Some of those displaced by the fire have crammed into shelters with relatives while others are being housed in emergency temporary shelters until their homes can be rebuilt. UNHCR has been handing out essentials such as blankets, cooking utensils and lamps while the World Food Programme has been providing hot meals. Emergency latrines and tap stands have also been set up and mobile medical teams are treating refugees with burns.
UNHCR’s spokesperson in Cox’s Bazar, Louise Donovan, said one of the greatest needs has been for the delivery of psychological first aid to refugees, many whom had already suffered trauma when they were forced to flee Myanmar in 2017.
“It’s so important that UNHCR, with other humanitarian partners, try to provide basic assistance, but also psychological support for people who’ve been through trauma again and again,” she said.
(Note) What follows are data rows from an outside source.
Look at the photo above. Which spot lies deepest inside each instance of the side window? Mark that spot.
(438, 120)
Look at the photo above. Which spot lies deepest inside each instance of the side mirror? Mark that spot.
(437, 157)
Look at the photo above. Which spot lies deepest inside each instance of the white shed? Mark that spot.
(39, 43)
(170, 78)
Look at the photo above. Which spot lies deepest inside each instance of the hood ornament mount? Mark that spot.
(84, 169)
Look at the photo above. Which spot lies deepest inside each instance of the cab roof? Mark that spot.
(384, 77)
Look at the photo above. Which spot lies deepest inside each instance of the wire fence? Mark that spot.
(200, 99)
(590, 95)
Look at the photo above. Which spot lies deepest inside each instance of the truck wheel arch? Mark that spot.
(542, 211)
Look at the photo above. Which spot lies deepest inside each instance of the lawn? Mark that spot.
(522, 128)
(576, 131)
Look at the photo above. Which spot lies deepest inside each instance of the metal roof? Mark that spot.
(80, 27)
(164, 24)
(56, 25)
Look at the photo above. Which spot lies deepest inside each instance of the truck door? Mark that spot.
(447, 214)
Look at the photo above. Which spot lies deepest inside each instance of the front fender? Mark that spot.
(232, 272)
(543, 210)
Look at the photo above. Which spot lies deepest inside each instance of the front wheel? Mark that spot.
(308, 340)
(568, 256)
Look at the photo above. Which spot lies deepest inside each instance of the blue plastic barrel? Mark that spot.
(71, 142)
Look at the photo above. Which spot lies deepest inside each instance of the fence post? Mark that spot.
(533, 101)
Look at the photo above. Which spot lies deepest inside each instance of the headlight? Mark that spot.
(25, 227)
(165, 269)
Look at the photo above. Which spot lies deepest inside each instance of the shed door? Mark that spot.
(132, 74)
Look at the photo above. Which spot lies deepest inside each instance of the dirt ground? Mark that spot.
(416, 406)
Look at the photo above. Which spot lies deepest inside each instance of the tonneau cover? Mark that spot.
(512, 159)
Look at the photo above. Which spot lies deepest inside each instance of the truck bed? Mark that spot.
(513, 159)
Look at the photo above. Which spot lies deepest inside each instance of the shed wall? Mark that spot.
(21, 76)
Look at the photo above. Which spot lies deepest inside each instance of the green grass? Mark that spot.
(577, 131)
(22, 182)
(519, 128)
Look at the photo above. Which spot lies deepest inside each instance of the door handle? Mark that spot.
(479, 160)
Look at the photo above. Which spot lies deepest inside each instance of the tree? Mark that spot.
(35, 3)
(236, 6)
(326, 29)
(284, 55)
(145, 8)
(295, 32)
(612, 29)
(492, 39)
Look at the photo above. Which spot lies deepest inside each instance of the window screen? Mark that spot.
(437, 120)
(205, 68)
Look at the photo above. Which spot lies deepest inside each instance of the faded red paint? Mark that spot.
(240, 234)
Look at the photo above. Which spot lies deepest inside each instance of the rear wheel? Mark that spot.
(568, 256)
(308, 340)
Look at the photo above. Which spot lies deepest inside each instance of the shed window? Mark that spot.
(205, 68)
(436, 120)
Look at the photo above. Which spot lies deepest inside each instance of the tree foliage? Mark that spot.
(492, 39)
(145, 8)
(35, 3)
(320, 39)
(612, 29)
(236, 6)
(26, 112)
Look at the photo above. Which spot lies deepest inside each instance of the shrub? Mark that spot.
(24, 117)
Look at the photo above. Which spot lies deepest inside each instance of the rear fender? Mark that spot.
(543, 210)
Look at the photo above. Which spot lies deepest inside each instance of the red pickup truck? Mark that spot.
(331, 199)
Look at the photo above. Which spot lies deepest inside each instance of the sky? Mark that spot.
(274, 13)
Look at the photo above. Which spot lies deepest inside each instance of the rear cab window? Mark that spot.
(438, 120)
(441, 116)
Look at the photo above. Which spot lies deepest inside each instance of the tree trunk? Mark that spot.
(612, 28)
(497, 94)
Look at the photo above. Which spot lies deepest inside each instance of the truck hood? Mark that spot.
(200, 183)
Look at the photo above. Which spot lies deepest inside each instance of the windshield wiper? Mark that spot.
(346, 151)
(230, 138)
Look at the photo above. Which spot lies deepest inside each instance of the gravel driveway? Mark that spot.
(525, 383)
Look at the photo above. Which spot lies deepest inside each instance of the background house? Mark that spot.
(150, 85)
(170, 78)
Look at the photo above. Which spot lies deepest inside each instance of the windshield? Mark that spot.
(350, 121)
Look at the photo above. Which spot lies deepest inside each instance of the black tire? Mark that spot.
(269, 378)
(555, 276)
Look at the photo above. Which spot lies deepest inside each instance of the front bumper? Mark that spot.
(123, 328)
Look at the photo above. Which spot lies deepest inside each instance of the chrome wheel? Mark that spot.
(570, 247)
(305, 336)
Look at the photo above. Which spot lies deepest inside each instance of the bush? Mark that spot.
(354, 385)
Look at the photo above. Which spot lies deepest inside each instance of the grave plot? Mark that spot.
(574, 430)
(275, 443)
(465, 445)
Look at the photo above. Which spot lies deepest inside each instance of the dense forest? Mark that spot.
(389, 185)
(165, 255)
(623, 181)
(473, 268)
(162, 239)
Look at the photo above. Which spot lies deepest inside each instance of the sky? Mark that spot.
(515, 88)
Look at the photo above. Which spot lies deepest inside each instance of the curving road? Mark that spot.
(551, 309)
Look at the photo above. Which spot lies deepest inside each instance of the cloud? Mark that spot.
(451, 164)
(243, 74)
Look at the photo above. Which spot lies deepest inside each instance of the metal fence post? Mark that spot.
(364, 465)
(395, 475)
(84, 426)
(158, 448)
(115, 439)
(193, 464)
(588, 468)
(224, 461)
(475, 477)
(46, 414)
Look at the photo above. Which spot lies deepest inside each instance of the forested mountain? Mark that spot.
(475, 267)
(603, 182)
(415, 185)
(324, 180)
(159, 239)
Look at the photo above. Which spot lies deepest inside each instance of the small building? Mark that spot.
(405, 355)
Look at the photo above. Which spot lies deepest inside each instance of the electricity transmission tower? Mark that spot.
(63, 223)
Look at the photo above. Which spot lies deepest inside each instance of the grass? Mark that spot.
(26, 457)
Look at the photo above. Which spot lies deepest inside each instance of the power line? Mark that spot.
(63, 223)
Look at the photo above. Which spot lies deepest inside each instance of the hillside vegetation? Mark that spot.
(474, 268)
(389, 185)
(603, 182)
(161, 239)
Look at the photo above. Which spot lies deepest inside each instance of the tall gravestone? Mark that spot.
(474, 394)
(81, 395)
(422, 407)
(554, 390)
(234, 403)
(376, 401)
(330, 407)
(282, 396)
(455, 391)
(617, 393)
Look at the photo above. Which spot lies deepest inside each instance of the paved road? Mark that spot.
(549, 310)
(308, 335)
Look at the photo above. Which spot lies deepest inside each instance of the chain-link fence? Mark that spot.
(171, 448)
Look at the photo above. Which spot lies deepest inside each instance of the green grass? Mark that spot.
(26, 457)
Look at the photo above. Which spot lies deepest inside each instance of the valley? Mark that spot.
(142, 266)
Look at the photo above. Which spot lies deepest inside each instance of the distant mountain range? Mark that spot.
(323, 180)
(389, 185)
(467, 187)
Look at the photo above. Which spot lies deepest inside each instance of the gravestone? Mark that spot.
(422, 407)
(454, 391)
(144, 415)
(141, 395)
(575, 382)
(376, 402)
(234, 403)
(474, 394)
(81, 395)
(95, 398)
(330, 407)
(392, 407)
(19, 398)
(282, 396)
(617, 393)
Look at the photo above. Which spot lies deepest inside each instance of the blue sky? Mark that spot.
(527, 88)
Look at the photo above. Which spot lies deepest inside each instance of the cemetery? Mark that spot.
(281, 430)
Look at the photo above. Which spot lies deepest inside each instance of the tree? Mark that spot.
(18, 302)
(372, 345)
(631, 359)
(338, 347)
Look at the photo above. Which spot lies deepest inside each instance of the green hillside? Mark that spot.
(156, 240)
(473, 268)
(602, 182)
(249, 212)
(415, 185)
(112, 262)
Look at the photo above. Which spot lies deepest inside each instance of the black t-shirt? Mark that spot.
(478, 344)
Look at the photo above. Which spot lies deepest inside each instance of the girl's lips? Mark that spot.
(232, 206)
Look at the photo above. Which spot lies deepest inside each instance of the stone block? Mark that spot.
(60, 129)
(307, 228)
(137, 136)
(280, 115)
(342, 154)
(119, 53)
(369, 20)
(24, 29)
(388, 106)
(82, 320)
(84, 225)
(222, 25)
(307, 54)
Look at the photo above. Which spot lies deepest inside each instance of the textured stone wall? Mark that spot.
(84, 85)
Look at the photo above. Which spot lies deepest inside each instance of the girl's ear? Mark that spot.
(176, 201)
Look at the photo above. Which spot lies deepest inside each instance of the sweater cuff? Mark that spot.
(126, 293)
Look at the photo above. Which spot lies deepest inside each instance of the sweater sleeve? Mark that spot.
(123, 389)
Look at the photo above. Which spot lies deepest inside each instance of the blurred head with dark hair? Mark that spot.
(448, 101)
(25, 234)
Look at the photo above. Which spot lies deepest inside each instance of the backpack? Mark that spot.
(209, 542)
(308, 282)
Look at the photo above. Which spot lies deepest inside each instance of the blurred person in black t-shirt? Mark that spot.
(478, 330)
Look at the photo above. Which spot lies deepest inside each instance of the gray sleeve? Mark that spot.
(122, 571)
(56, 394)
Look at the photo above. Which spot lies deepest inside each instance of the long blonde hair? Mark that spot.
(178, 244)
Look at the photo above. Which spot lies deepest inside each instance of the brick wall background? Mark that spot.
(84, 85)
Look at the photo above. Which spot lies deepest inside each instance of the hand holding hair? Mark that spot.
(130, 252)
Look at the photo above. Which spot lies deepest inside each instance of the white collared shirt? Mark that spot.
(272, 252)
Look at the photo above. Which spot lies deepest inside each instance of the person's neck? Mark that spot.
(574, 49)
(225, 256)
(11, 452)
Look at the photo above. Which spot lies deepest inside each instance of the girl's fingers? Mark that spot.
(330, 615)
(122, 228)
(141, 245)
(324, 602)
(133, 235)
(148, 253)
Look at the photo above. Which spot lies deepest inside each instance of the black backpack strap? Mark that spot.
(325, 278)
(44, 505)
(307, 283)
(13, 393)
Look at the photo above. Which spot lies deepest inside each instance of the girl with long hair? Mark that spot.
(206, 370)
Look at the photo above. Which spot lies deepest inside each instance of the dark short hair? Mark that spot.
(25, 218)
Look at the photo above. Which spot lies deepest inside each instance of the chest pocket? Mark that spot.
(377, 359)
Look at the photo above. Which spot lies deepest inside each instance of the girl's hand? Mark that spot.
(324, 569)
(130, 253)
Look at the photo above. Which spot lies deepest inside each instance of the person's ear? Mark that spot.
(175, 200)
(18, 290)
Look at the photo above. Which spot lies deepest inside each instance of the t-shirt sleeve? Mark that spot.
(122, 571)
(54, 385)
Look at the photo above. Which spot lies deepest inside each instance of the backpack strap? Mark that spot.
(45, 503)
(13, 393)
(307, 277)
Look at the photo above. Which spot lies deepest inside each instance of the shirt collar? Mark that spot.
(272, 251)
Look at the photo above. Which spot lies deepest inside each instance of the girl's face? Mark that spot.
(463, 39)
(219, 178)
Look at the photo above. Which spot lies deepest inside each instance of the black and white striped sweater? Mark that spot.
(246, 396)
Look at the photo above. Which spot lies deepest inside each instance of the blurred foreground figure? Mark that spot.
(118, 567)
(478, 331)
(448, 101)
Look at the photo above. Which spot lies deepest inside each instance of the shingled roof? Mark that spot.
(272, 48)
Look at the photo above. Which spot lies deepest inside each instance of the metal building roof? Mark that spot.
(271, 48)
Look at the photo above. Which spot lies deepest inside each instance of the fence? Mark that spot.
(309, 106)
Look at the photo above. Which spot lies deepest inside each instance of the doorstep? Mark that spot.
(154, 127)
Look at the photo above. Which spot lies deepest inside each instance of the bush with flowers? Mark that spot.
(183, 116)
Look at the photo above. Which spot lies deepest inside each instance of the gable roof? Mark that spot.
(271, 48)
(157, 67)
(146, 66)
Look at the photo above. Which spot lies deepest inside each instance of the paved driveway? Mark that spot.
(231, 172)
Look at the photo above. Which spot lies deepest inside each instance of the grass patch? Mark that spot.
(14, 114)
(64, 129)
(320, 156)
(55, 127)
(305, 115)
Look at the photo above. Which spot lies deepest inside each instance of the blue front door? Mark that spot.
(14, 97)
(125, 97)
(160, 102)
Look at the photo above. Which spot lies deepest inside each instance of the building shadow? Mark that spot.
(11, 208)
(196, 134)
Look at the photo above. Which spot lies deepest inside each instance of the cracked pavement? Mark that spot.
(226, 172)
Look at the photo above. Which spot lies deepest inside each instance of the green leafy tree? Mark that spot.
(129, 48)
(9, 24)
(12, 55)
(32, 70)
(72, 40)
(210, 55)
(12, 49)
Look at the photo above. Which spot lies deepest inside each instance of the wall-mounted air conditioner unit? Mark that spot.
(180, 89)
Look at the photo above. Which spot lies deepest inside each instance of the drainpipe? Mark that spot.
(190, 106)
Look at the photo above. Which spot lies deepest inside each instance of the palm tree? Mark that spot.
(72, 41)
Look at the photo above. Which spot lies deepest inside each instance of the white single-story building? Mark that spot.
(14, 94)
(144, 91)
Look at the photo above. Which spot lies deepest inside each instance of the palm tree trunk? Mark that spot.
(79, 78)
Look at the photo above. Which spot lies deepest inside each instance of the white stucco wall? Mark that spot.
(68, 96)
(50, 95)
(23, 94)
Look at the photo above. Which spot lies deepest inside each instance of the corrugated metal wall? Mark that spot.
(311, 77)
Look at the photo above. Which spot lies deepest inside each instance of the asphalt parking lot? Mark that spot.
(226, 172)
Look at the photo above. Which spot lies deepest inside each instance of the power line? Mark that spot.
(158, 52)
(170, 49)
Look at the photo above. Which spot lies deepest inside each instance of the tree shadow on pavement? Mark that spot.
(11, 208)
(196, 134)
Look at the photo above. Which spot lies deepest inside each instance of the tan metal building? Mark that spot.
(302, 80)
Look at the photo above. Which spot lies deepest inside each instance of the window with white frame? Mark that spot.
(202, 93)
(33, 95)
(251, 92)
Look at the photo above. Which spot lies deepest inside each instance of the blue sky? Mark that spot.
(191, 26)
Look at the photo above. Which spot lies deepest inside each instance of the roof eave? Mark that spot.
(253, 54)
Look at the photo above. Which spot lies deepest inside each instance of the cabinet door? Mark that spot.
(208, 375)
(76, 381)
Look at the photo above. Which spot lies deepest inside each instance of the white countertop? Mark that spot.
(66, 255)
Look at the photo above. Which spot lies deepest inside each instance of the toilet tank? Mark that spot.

Rokiya Begum, 27, fled with only her documents and her children when the fire spread into her block of the camp. She and her family escaped without injury, despite being separated for hours in the chaos, but Rokiya said she saw others becoming engulfed by the flames, including a child.
“It was a horrible sight, but we couldn’t dare go to save him.”
She and her family are now staying with her mother-in-law. Like Halima, they have lost everything.
“Everything is burnt to ashes,” she said. “We need to start from nothing.”